A scow (Fig. 1) will be found the easiest of all boats to construct, but at the same time the hardest to row, since both the ends are blunt and vertical. A scow is for use in shallow water and is poled generally instead of being rowed. It is built in a similar manner to the punt, but the ends are not cut under. A good size to make the scow for general use will be fourteen feet long, eighteen inches deep, and four feet wide. It may be provided with two or three seats, and when complete both the punt and scow should receive two or three good coats of paint.

A Sharpy

It is not a difficult matter to make a sharpy like the one shown in Fig. 5, but care must be taken in its construction to insure good unions and tight joints.

Cedar, white-wood, pine, or cypress are the best woods of which to build small boats, and wide boards can be had at almost any lumber-yard. White cedar is somewhat more difficult to get than the other woods, but if possible it should be used.

To make this sharpy the proper size for a boy’s use, obtain two boards fifteen or sixteen inches wide, fourteen feet long, and seven-eighths of an inch thick, planed on both sides and as free from knots as possible. If the boards cannot be had fifteen inches wide, then batten two boards together with strips just as plain board doors are made. Before they are fastened, however, smear the joint edges with white-lead and embed a string of lamp-wicking through the middle. Use plenty of white-lead, and after the boards are pressed together and fastened the surplus lead can be scraped from both sides of the joint and saved for other joints.

From a piece of hard-wood cut a stem eighteen inches long and four inches wide, with bevelled planes, as shown in Fig. 6. A section or end view of this post will appear like Fig. 6 A. Against the cut-in sides of this post the bow ends of the side boards are to be attached with screws or galvanized boat nails.

The long side boards are to be cut at bow and stern as shown at Fig. 7 A and B. The bow recedes three inches and the stern is cut under thirty-four inches. Attach the bow ends of the boards to the stem-piece or post so that the top of the sides will be seven-eighths of an inch below the flat top of the post.

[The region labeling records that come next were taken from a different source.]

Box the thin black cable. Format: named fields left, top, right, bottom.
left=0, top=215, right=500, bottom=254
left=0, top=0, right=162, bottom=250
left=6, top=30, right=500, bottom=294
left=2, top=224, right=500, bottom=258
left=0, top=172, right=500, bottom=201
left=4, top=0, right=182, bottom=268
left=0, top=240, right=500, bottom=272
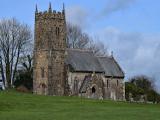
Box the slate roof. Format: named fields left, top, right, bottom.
left=66, top=49, right=104, bottom=72
left=65, top=49, right=124, bottom=77
left=98, top=57, right=124, bottom=77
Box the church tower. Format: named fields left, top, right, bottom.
left=33, top=3, right=66, bottom=95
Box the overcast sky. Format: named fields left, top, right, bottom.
left=0, top=0, right=160, bottom=90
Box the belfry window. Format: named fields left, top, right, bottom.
left=92, top=87, right=96, bottom=93
left=107, top=80, right=109, bottom=88
left=117, top=80, right=119, bottom=86
left=56, top=27, right=60, bottom=36
left=41, top=67, right=44, bottom=78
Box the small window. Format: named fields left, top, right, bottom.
left=41, top=68, right=44, bottom=78
left=56, top=27, right=60, bottom=35
left=92, top=87, right=96, bottom=93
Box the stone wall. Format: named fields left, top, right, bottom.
left=68, top=72, right=124, bottom=100
left=33, top=8, right=66, bottom=95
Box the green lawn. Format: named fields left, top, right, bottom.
left=0, top=91, right=160, bottom=120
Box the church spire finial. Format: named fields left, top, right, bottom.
left=35, top=4, right=38, bottom=13
left=48, top=2, right=52, bottom=13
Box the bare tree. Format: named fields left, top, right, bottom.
left=67, top=23, right=108, bottom=56
left=0, top=18, right=32, bottom=88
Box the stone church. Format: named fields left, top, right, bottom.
left=33, top=4, right=125, bottom=100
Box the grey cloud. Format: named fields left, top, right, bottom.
left=101, top=27, right=160, bottom=91
left=66, top=6, right=89, bottom=28
left=101, top=0, right=136, bottom=16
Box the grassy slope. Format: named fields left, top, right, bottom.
left=0, top=92, right=160, bottom=120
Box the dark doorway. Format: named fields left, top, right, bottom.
left=92, top=87, right=96, bottom=93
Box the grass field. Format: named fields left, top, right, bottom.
left=0, top=91, right=160, bottom=120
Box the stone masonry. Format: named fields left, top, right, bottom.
left=33, top=4, right=66, bottom=95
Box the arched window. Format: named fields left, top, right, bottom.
left=117, top=80, right=119, bottom=86
left=92, top=87, right=96, bottom=93
left=41, top=67, right=44, bottom=78
left=107, top=80, right=109, bottom=88
left=56, top=27, right=60, bottom=36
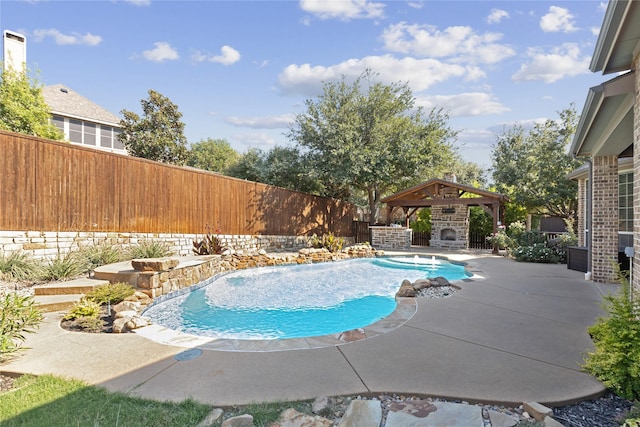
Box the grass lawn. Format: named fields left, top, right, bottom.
left=0, top=375, right=211, bottom=427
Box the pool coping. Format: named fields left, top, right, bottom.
left=133, top=256, right=481, bottom=352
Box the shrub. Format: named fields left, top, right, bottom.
left=0, top=293, right=43, bottom=362
left=85, top=282, right=136, bottom=305
left=0, top=252, right=40, bottom=280
left=309, top=232, right=344, bottom=252
left=79, top=242, right=123, bottom=270
left=75, top=316, right=104, bottom=332
left=192, top=227, right=226, bottom=255
left=584, top=270, right=640, bottom=400
left=41, top=253, right=87, bottom=280
left=127, top=240, right=173, bottom=259
left=487, top=230, right=513, bottom=249
left=511, top=243, right=558, bottom=264
left=64, top=297, right=100, bottom=320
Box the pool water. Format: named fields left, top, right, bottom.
left=144, top=258, right=468, bottom=340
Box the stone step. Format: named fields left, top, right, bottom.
left=33, top=294, right=83, bottom=313
left=33, top=277, right=109, bottom=296
left=93, top=261, right=140, bottom=288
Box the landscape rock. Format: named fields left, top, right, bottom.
left=429, top=276, right=451, bottom=286
left=131, top=258, right=180, bottom=271
left=111, top=301, right=142, bottom=313
left=112, top=317, right=130, bottom=334
left=196, top=408, right=224, bottom=427
left=338, top=399, right=382, bottom=427
left=114, top=310, right=138, bottom=319
left=222, top=414, right=253, bottom=427
left=270, top=408, right=333, bottom=427
left=125, top=315, right=151, bottom=330
left=522, top=402, right=553, bottom=421
left=385, top=400, right=518, bottom=427
left=396, top=280, right=416, bottom=298
left=413, top=279, right=432, bottom=291
left=311, top=396, right=331, bottom=416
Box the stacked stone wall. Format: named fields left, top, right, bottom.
left=104, top=245, right=384, bottom=299
left=369, top=227, right=412, bottom=249
left=591, top=156, right=618, bottom=283
left=0, top=231, right=340, bottom=259
left=631, top=55, right=640, bottom=295
left=429, top=204, right=469, bottom=249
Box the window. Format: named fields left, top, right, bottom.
left=69, top=119, right=82, bottom=144
left=83, top=122, right=96, bottom=145
left=100, top=126, right=113, bottom=148
left=51, top=116, right=64, bottom=134
left=113, top=129, right=124, bottom=150
left=618, top=172, right=633, bottom=233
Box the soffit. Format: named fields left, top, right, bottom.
left=589, top=0, right=640, bottom=74
left=571, top=72, right=635, bottom=157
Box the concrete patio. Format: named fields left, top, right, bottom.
left=1, top=250, right=617, bottom=406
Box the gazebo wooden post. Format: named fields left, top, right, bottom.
left=491, top=203, right=502, bottom=255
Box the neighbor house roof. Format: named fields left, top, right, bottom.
left=589, top=0, right=640, bottom=74
left=571, top=71, right=635, bottom=157
left=42, top=84, right=120, bottom=126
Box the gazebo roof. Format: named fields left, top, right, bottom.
left=381, top=178, right=509, bottom=208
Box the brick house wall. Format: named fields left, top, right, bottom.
left=591, top=155, right=618, bottom=283
left=631, top=55, right=640, bottom=295
left=577, top=178, right=587, bottom=246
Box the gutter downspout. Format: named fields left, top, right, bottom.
left=571, top=153, right=593, bottom=280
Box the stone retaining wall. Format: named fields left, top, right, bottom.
left=369, top=226, right=411, bottom=249
left=0, top=231, right=353, bottom=259
left=113, top=245, right=382, bottom=299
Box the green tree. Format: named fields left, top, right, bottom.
left=0, top=63, right=64, bottom=140
left=287, top=70, right=457, bottom=222
left=492, top=105, right=580, bottom=218
left=187, top=138, right=240, bottom=173
left=228, top=146, right=321, bottom=194
left=227, top=148, right=268, bottom=184
left=120, top=89, right=189, bottom=166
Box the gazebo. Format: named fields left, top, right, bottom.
left=372, top=178, right=509, bottom=249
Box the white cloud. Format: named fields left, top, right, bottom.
left=381, top=22, right=515, bottom=64
left=225, top=114, right=295, bottom=129
left=278, top=55, right=486, bottom=96
left=142, top=42, right=180, bottom=62
left=416, top=92, right=509, bottom=117
left=300, top=0, right=385, bottom=21
left=191, top=45, right=241, bottom=65
left=124, top=0, right=151, bottom=6
left=487, top=9, right=509, bottom=24
left=33, top=28, right=102, bottom=46
left=511, top=43, right=591, bottom=83
left=540, top=6, right=578, bottom=33
left=232, top=132, right=276, bottom=147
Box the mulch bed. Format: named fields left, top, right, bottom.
left=60, top=306, right=113, bottom=334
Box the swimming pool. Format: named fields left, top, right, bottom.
left=144, top=257, right=468, bottom=340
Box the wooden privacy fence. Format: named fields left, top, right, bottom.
left=0, top=131, right=355, bottom=236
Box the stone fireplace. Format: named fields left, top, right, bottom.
left=440, top=228, right=457, bottom=240
left=429, top=204, right=469, bottom=249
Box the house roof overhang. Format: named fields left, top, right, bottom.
left=381, top=178, right=509, bottom=208
left=571, top=71, right=635, bottom=157
left=589, top=0, right=640, bottom=74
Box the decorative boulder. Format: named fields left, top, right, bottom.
left=131, top=258, right=180, bottom=271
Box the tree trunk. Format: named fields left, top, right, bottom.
left=367, top=187, right=380, bottom=225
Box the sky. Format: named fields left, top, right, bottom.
left=0, top=0, right=608, bottom=170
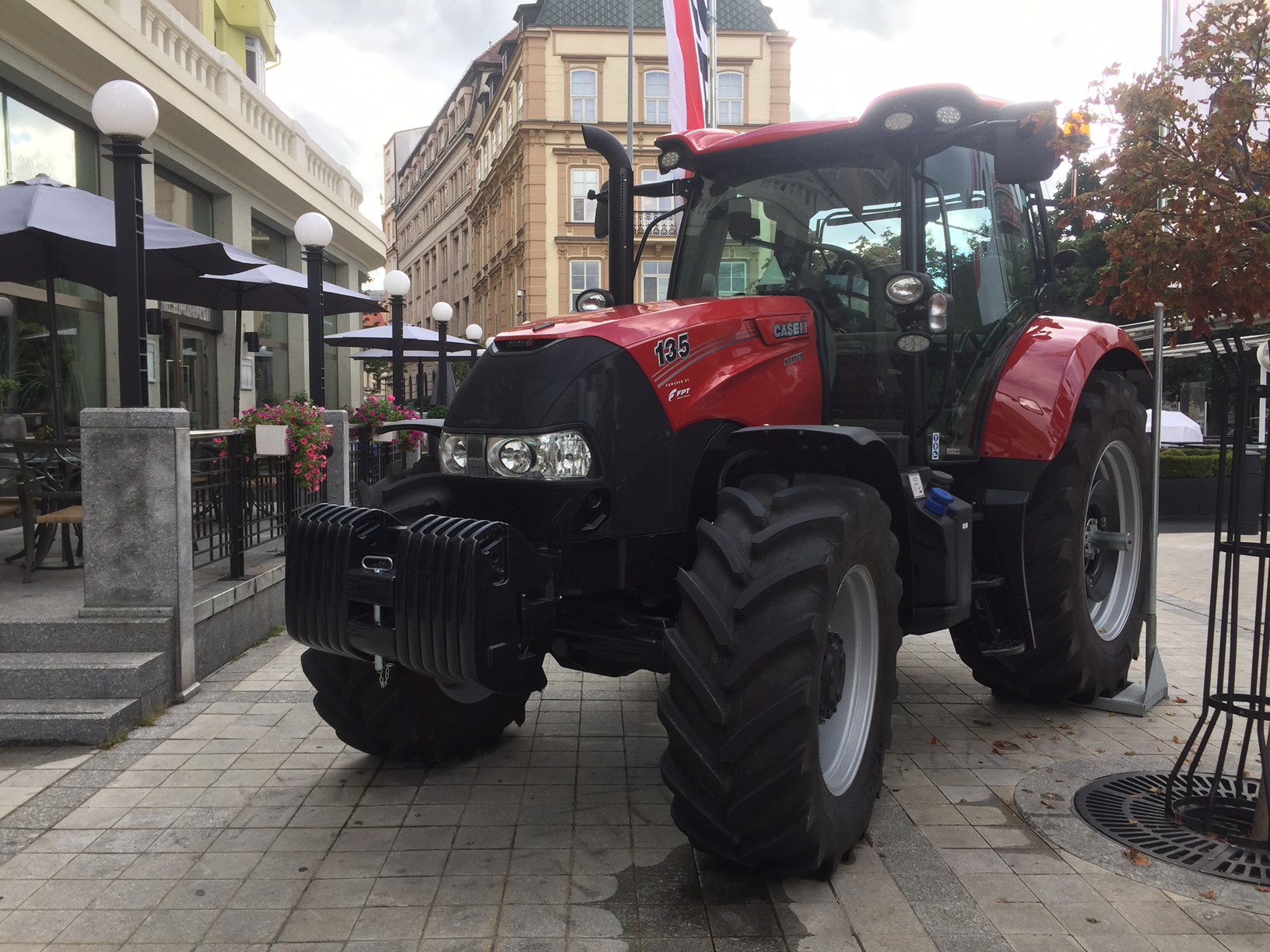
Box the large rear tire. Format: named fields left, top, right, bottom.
left=658, top=474, right=900, bottom=877
left=952, top=371, right=1149, bottom=702
left=300, top=649, right=528, bottom=764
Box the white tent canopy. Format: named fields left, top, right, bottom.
left=1147, top=410, right=1204, bottom=443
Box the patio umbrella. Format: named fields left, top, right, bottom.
left=0, top=175, right=265, bottom=439
left=146, top=264, right=384, bottom=416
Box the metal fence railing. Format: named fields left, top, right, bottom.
left=189, top=430, right=326, bottom=579
left=348, top=426, right=405, bottom=506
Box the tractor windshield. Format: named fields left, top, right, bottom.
left=671, top=146, right=1037, bottom=460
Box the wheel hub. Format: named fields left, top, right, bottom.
left=820, top=631, right=847, bottom=723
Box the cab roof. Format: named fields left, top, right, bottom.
left=657, top=84, right=1026, bottom=171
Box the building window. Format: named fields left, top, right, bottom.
left=639, top=169, right=675, bottom=212
left=247, top=37, right=265, bottom=90
left=569, top=169, right=599, bottom=221
left=569, top=70, right=598, bottom=122
left=569, top=261, right=599, bottom=310
left=644, top=70, right=671, bottom=126
left=719, top=72, right=746, bottom=126
left=643, top=261, right=671, bottom=301
left=719, top=261, right=746, bottom=297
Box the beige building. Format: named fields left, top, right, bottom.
left=384, top=36, right=503, bottom=398
left=470, top=0, right=794, bottom=334
left=0, top=0, right=384, bottom=428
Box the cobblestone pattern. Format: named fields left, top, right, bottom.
left=0, top=536, right=1270, bottom=952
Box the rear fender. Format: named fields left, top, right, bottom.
left=981, top=316, right=1149, bottom=460
left=714, top=425, right=913, bottom=626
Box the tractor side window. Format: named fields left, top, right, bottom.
left=922, top=147, right=1037, bottom=460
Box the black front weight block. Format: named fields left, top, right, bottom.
left=287, top=506, right=554, bottom=693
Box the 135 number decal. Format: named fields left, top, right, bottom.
left=653, top=334, right=689, bottom=367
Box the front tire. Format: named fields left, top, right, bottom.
left=300, top=649, right=530, bottom=764
left=658, top=474, right=900, bottom=877
left=952, top=371, right=1149, bottom=702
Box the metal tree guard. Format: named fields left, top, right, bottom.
left=1165, top=329, right=1270, bottom=866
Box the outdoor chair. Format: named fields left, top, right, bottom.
left=4, top=439, right=84, bottom=583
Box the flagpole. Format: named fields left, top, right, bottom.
left=706, top=0, right=719, bottom=128
left=626, top=0, right=635, bottom=162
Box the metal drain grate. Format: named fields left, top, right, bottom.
left=1075, top=773, right=1270, bottom=886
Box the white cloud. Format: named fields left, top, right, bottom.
left=268, top=0, right=1159, bottom=223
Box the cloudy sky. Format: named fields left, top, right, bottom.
left=268, top=0, right=1161, bottom=225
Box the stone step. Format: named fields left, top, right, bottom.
left=0, top=651, right=170, bottom=705
left=0, top=618, right=173, bottom=655
left=0, top=698, right=141, bottom=744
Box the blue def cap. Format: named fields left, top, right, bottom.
left=926, top=486, right=952, bottom=516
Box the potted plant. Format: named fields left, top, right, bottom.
left=229, top=398, right=330, bottom=492
left=0, top=377, right=26, bottom=443
left=348, top=394, right=424, bottom=450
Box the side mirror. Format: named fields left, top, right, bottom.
left=573, top=288, right=613, bottom=311
left=1054, top=247, right=1081, bottom=275
left=992, top=103, right=1061, bottom=185
left=587, top=181, right=609, bottom=237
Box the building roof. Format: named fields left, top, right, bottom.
left=521, top=0, right=776, bottom=32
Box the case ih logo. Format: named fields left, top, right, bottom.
left=754, top=315, right=812, bottom=347
left=772, top=321, right=806, bottom=338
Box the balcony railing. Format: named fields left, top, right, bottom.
left=635, top=211, right=679, bottom=239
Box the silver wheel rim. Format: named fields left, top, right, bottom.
left=437, top=677, right=494, bottom=705
left=1083, top=439, right=1142, bottom=641
left=819, top=565, right=879, bottom=797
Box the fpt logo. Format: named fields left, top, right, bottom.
left=772, top=321, right=808, bottom=339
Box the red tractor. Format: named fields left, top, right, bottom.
left=287, top=85, right=1149, bottom=876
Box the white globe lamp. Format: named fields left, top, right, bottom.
left=93, top=80, right=159, bottom=140
left=296, top=212, right=335, bottom=247
left=384, top=271, right=410, bottom=297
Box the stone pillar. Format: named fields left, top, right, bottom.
left=80, top=408, right=198, bottom=701
left=323, top=410, right=353, bottom=506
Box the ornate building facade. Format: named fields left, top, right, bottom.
left=472, top=0, right=794, bottom=334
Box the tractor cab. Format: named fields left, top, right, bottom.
left=601, top=86, right=1058, bottom=464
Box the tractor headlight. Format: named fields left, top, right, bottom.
left=886, top=275, right=926, bottom=305
left=485, top=430, right=595, bottom=481
left=882, top=112, right=913, bottom=132
left=926, top=292, right=951, bottom=334
left=440, top=433, right=468, bottom=476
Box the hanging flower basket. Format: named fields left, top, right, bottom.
left=223, top=400, right=330, bottom=492
left=255, top=422, right=291, bottom=456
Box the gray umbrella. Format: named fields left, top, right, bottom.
left=0, top=175, right=265, bottom=439
left=146, top=264, right=384, bottom=416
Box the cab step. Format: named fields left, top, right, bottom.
left=979, top=639, right=1027, bottom=657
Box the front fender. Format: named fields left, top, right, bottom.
left=719, top=425, right=913, bottom=626
left=981, top=316, right=1147, bottom=460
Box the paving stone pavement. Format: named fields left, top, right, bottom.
left=0, top=533, right=1270, bottom=952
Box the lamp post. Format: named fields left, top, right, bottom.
left=432, top=301, right=454, bottom=406
left=0, top=296, right=18, bottom=378
left=384, top=271, right=410, bottom=406
left=92, top=80, right=159, bottom=414
left=296, top=212, right=335, bottom=406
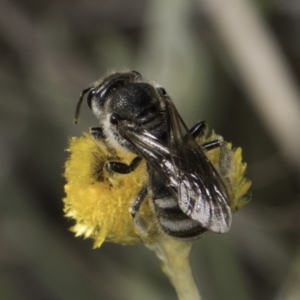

If properly done you will then have a V-shaped affair resembling a snow-plough, which must be bent and formed in the shape of a boat.

From a board seven-eighths of an inch thick cut a spreader ten inches wide, forty-eight inches long at one side, and forty-two inches at the other, as shown in Fig. 8. Arrange this between the boards about midway from bow to stern, so that the bottom of the spreader is flush with the bottom of the sides; then draw in the rear ends of the boards and tie them temporarily with a piece of rope.

Drive a nail into the edge of each board near the end, to prevent the rope slipping off, for if it should do so the boards would fly apart and might break away from the stem-piece.

In order to draw in the ends to the proper position, insert a short stick between the ropes and twist it around until the rope is wound up; then if the end is not in far enough, slip another rope around the ends of the boards, and after releasing the first rope insert the stick and continue the twisting until the ends of the side boards are twenty-one inches apart. Before this bending process is begun, it would be well to pour a kettleful of boiling water over each side board to limber them, for dry boards are stiff and will not bend easily without checking or cracking. If it is possible to steam the boards they will yield still better to the bending process.